Really nice. I think there may still be some things left to do here, but I think this is a good increment and it seems better to fix forward at this stage of things.

See comment inline for some of the things still surprising me here. But to be clear, none of these are blockers IMO.

toolchain/check/context.cpp

chandlerc · 2023-10-13T03:30:13Z

toolchain/check/testdata/array/fail_type_mismatch.carbon

 // CHECK:STDOUT:   %.loc10_39.1: type = tuple_type (i32, String, String)
-// CHECK:STDOUT:   %.loc10_39.2: (i32, String, String) = tuple_literal (%.loc10_20, %.loc10_23, %.loc10_32)
-// CHECK:STDOUT:   %.loc10_39.3: i32 = int_literal 0
-// CHECK:STDOUT:   %.loc10_39.4: ref i32 = array_index %a, %.loc10_39.3
-// CHECK:STDOUT:   %.loc10_39.5: init i32 = initialize_from %.loc10_20 to %.loc10_39.4
+// CHECK:STDOUT:   %.loc10_39.2: type = tuple_type (i32, String*, String*)
+// CHECK:STDOUT:   %.loc10_39.3: type = ptr_type (i32, String*, String*)

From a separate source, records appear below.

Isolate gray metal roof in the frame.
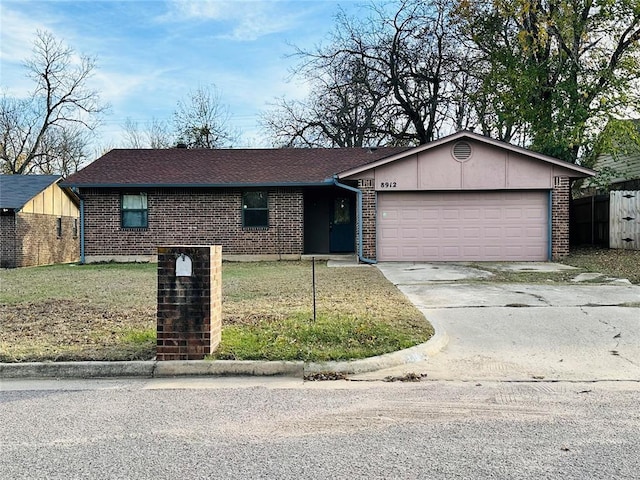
[0,175,61,210]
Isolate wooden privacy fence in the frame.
[571,190,640,250]
[609,190,640,250]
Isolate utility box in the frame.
[156,245,222,360]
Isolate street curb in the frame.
[0,360,304,378]
[0,331,449,379]
[0,361,155,378]
[153,360,304,377]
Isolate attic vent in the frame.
[453,142,471,162]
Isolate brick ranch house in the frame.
[0,175,80,268]
[64,132,594,262]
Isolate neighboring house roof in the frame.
[63,147,408,187]
[0,175,62,210]
[584,119,640,187]
[338,131,596,178]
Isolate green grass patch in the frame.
[212,314,432,361]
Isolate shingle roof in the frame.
[0,175,60,210]
[63,147,407,187]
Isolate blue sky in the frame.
[0,0,363,148]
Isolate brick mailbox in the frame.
[156,245,222,360]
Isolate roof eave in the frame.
[336,131,596,179]
[61,178,332,188]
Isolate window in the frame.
[242,192,269,228]
[121,193,149,228]
[333,197,351,225]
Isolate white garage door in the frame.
[378,191,549,261]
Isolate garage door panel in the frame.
[378,191,549,261]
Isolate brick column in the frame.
[357,179,376,260]
[551,177,571,260]
[156,245,222,360]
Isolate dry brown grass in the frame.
[0,262,432,362]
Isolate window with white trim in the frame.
[120,193,149,228]
[242,192,269,228]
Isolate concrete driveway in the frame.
[376,263,640,381]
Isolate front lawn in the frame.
[0,262,433,362]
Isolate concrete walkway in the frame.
[356,263,640,381]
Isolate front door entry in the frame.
[329,196,355,253]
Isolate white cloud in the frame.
[160,0,301,41]
[0,5,47,63]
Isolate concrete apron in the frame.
[353,263,640,381]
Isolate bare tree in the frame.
[263,0,466,146]
[174,85,237,148]
[0,31,106,174]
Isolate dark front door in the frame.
[329,196,355,253]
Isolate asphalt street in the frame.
[0,377,640,480]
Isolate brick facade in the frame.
[81,188,304,257]
[551,177,571,260]
[358,179,377,260]
[0,212,80,268]
[156,245,222,360]
[0,212,16,268]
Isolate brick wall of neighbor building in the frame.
[358,179,376,260]
[81,188,304,256]
[551,177,571,260]
[0,212,16,268]
[15,212,80,267]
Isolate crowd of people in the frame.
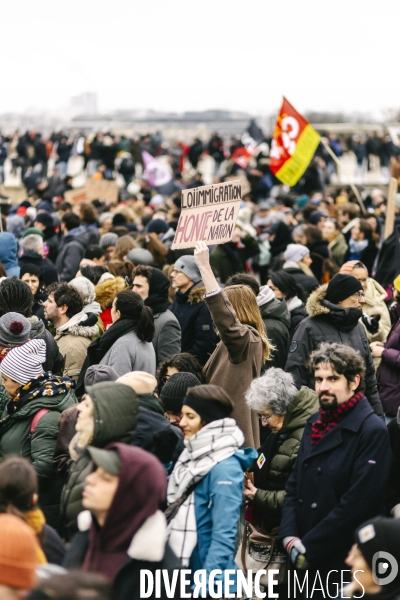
[0,133,400,600]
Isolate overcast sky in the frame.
[0,0,400,114]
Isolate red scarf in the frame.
[311,392,364,446]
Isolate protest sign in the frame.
[64,178,119,204]
[270,98,320,187]
[171,179,242,250]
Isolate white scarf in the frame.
[167,418,244,566]
[56,310,87,333]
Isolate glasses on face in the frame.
[257,413,273,423]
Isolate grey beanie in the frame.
[174,255,201,283]
[283,244,310,262]
[160,372,201,413]
[69,277,96,306]
[0,313,31,348]
[99,233,119,250]
[126,248,154,267]
[85,365,119,388]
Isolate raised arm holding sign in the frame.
[171,180,242,250]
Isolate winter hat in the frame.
[35,212,54,227]
[22,227,44,239]
[0,312,31,348]
[0,232,20,277]
[309,210,325,225]
[19,263,43,279]
[7,215,26,239]
[99,213,114,225]
[85,365,118,389]
[147,219,169,233]
[126,248,154,267]
[36,200,53,214]
[355,517,400,591]
[0,338,46,385]
[174,254,201,283]
[0,514,37,590]
[283,244,310,262]
[69,277,96,306]
[117,371,157,394]
[99,233,118,249]
[161,372,201,414]
[339,260,368,275]
[113,213,128,227]
[325,273,363,304]
[257,285,275,306]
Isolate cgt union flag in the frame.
[270,98,320,187]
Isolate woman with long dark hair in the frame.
[80,290,156,381]
[167,385,257,593]
[268,271,308,338]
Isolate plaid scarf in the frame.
[167,418,244,566]
[311,392,364,446]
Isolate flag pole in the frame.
[321,138,367,214]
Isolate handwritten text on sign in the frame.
[172,180,242,249]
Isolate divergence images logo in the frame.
[372,551,399,585]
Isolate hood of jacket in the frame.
[280,385,319,433]
[365,277,387,306]
[259,298,291,329]
[56,310,100,339]
[3,377,76,420]
[306,283,362,331]
[175,281,206,305]
[144,267,170,315]
[138,394,164,416]
[0,232,19,277]
[86,381,139,448]
[95,277,126,310]
[84,442,167,580]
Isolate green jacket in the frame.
[253,386,319,531]
[60,382,139,541]
[0,390,77,527]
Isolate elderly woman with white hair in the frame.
[238,367,319,597]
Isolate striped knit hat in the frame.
[0,339,46,385]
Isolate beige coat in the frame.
[204,291,263,448]
[362,277,391,369]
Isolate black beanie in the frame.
[160,372,201,414]
[325,273,363,304]
[355,517,400,590]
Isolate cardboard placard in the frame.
[64,179,119,204]
[64,187,89,204]
[171,179,242,250]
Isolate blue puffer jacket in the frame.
[190,448,257,592]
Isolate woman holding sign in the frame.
[194,242,271,448]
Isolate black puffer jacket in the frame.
[259,298,290,371]
[60,382,139,541]
[285,284,383,417]
[28,315,64,375]
[171,283,217,365]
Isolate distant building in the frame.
[68,92,97,118]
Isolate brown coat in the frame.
[204,291,263,448]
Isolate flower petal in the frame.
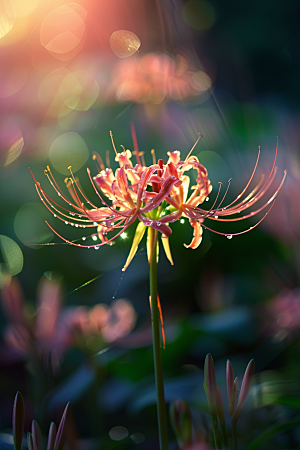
[161,237,174,266]
[122,222,146,272]
[184,219,203,249]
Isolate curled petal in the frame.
[138,214,172,237]
[167,150,180,164]
[122,222,146,272]
[184,219,203,249]
[140,175,181,213]
[161,234,174,266]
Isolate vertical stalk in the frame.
[149,228,169,450]
[211,414,222,450]
[231,420,238,450]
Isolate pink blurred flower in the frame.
[58,299,136,351]
[111,53,212,104]
[2,277,61,368]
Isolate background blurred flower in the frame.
[58,299,136,352]
[110,53,212,105]
[2,277,61,363]
[262,289,300,342]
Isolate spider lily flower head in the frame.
[32,127,286,270]
[226,359,255,421]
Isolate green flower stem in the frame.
[211,414,222,450]
[231,420,238,450]
[149,228,169,450]
[221,426,228,448]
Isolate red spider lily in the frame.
[32,127,286,270]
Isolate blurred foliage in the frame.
[0,0,300,450]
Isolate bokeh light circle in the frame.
[40,3,87,57]
[38,68,72,118]
[0,235,24,276]
[110,30,141,58]
[14,203,54,249]
[5,0,39,18]
[60,70,100,111]
[49,131,89,175]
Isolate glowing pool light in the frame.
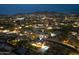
[41,45,49,52]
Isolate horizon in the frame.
[0,4,79,15]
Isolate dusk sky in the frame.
[0,4,79,14]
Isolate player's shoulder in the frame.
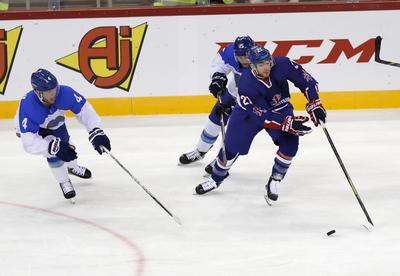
[238,68,258,88]
[274,56,292,67]
[271,56,299,78]
[57,85,83,105]
[219,43,238,67]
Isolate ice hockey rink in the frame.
[0,109,400,276]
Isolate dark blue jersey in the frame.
[238,57,318,122]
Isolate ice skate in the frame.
[203,159,229,179]
[179,149,206,165]
[60,180,76,199]
[68,166,92,179]
[195,177,220,195]
[264,177,281,205]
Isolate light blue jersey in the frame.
[17,85,86,133]
[14,85,100,157]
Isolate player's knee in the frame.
[47,157,64,168]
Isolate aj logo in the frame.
[56,23,147,91]
[0,26,22,95]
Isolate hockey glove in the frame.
[264,116,312,136]
[89,127,111,154]
[306,99,326,126]
[208,72,228,98]
[48,138,78,162]
[215,99,236,117]
[282,116,311,136]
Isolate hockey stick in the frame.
[101,146,182,225]
[217,94,228,166]
[375,36,400,67]
[319,121,374,226]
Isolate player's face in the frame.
[236,56,250,67]
[43,86,58,105]
[256,60,272,79]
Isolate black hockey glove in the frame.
[306,99,326,126]
[48,138,78,162]
[282,116,311,136]
[89,127,111,154]
[215,99,236,117]
[208,72,228,98]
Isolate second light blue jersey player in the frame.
[179,36,255,170]
[196,46,326,203]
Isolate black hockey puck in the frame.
[326,229,336,236]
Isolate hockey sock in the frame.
[272,151,292,180]
[67,159,79,169]
[211,150,239,183]
[49,158,69,183]
[196,120,221,152]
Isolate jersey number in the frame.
[240,95,252,105]
[22,118,28,129]
[74,94,82,103]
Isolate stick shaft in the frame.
[102,147,181,224]
[321,122,374,225]
[217,95,228,165]
[375,36,400,67]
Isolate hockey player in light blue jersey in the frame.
[14,69,111,199]
[179,36,255,170]
[195,46,326,202]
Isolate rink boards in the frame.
[0,3,400,118]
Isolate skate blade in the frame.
[203,173,211,178]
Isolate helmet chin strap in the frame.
[35,90,50,105]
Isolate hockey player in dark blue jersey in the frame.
[14,69,111,199]
[179,36,255,169]
[195,46,326,202]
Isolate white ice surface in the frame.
[0,109,400,276]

Not sure it makes sense to address in this PR, but I think this shows an issue with the current value representation approach for tuples.

If we take the value representation of each member of the tuple, and one of them uses a pointer value rep, and then the tuple itself uses a pointer value rep, we don't want to end up with a pointer-to-a-pointer.

When we're selecting a value rep as a pointer, the pointer is to the object, and so we shouldn't have the field value reps here, as we'll go all the way back to the tuple object with object representations for all its fields. And that's what we want so we don't end up with double-indirection.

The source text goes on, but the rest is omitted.